The girl – represented by her mother at the WRC hearing – generally worked for 16 hours a week, and she was paid an hourly rate of €10.50.

The cafe owner offered a conflicting account but in her findings, Byrne stated that she found the teenager’s evidence credible in relation to the remark allegedly made.

Byrne also found that the waitress’s description of the conversation afterwards when she was clearly upset, when she said the cafe owner asked her to calm down and to stop over-reacting, was also credible. 

Byrne stated that the text message that she received from her colleague that evening adds credence to the teenager’s version of events.

Byrne stated that as a one-off remark, and as one that some might consider to be trivial, it is important to examine the wording of a section of the Employment Equality Act 1998 Act, and the focus on unwanted conduct and its effect.

Byrne stated that acts points out that the essential characteristics of harassment is that the conduct is unwanted and that it has either the purpose or effect of violating a person’s dignity and creating an intimidating, hostile, degrading, humiliating or offensive environment for the person.  

In his evidence at the WRC hearing, the cafe owner recalled that on the day that the girl was dressed inappropriately for work and that he had spoken to her previously about the dress code.  
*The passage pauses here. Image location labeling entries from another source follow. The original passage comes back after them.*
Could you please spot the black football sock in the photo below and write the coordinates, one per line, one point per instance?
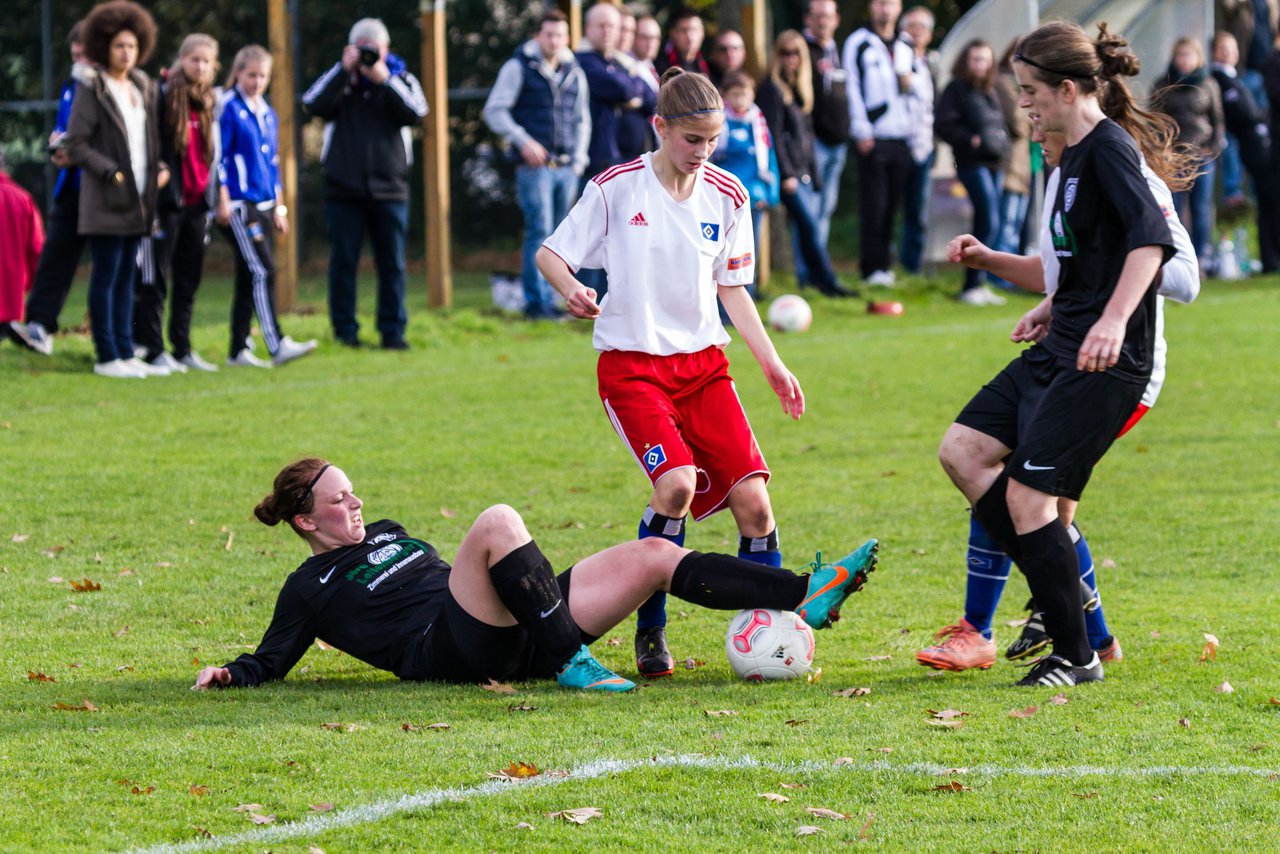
(727, 583)
(1052, 572)
(992, 511)
(526, 585)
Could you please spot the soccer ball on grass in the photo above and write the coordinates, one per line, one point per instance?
(764, 644)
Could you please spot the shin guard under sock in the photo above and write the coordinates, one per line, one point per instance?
(988, 571)
(526, 585)
(732, 584)
(760, 549)
(653, 611)
(1095, 621)
(1048, 563)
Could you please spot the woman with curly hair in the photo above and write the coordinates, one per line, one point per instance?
(114, 138)
(187, 140)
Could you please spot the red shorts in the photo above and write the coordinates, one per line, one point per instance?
(677, 411)
(1133, 419)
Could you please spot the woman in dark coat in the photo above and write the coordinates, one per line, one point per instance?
(969, 119)
(113, 137)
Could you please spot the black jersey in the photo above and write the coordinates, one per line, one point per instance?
(373, 601)
(1104, 210)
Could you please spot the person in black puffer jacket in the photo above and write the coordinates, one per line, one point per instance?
(1189, 95)
(369, 101)
(969, 119)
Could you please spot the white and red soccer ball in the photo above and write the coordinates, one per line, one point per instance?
(790, 313)
(764, 644)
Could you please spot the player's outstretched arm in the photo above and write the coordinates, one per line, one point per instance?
(579, 298)
(1025, 272)
(740, 309)
(211, 677)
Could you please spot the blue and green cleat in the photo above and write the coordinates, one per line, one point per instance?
(831, 584)
(585, 674)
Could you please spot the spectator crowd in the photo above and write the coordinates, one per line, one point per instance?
(151, 168)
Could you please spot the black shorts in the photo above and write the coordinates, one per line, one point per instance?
(458, 648)
(1057, 420)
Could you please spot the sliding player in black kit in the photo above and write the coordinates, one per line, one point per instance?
(1055, 410)
(499, 612)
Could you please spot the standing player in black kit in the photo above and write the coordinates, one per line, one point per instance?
(1055, 410)
(388, 599)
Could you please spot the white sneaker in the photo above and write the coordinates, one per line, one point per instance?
(291, 350)
(168, 361)
(246, 359)
(147, 369)
(32, 336)
(193, 361)
(982, 296)
(118, 369)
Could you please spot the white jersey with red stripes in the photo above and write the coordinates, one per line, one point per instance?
(664, 257)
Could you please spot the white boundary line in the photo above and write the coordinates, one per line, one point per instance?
(382, 809)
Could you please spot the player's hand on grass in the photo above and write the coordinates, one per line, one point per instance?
(581, 304)
(1101, 347)
(970, 251)
(786, 387)
(1033, 325)
(211, 675)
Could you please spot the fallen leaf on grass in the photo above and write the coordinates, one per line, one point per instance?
(498, 688)
(1210, 652)
(516, 771)
(579, 816)
(85, 706)
(946, 715)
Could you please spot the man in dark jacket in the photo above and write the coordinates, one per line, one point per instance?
(540, 106)
(369, 101)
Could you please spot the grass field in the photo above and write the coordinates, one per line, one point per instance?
(146, 488)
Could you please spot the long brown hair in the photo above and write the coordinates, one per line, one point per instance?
(291, 493)
(1059, 51)
(183, 95)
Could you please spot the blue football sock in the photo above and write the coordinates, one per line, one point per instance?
(653, 611)
(1095, 622)
(760, 549)
(988, 571)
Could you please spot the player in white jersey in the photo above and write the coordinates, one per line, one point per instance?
(968, 644)
(673, 233)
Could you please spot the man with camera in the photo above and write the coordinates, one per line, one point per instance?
(369, 101)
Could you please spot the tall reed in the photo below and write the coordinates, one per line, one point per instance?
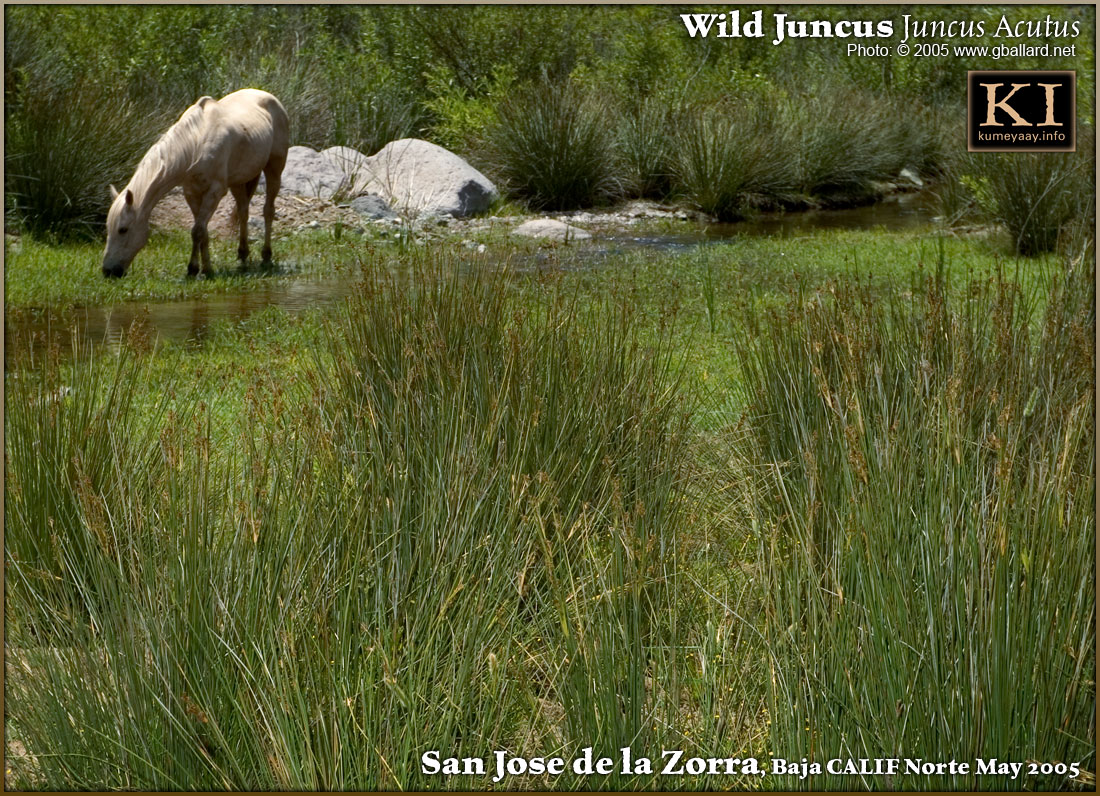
(927, 524)
(552, 145)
The cafe owner said that he wasn’t happy with how she was dressed, saying that she looked like she was coming from the gym and he said that he told her that she “couldn’t work like that.”  

The cafe owner said that the complainant went away, and then she said that she was leaving.

The cafe owner said that he employs many young girls, some aged 16 and he has been in the restaurant industry for 20 years. 

He said that he employs eight people in the restaurant he has had for the last 10 years and he has never had a complaint made about him.